Collins went on to say that he is the only person with the authority to tell Sgt. Currier (or any other police officer under his command) to "stand down," that at all times Sgt. Currier was acting under his authority and in his role as police officer. He said the battery of e-mails was a personal attack on Sgt. Currier because his father is a selectman.
On May 6, Funk sent a letter to Collins and apologizing to him and Sgt. Currier if they felt he had attacked him personally. He also asked for Sgt. Currier to apologize to Girard and Tumas if he caused any misunderstanding.
He agreed that the police and the Planning Board should not be feuding about this.
Funk also said that Benson brought much of it upon himself by not vacating the property.
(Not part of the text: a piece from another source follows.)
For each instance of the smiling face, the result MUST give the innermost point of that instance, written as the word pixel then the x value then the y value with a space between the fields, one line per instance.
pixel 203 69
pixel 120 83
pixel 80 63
He also cited RSA 540-A:3,VII that states where non-residential property in concerned, while a landlord must exercise reasonable care for a tenant's property, once a tenant has vacated — either voluntarily or by eviction — his or her property may be disposed of by the landlord after seven days without notice.
He said the Vaydas waited three months after evicting Benson.
According to pleadings in the U.S. Federal Bankruptcy Court, Benson filed for Chapter 13 bankruptcy protection in July of 2012.
On January 8, 2013 a federal judge dismissed the case because Benson failed to make timely payments according to a proffered bankruptcy plan, that he failed to provide monthly reports regarding his self-employment, and that he failed to show proof of insurance on his property.
There was no mention of a $20,000 pontoon boat in his schedule of assets in the bankruptcy filing.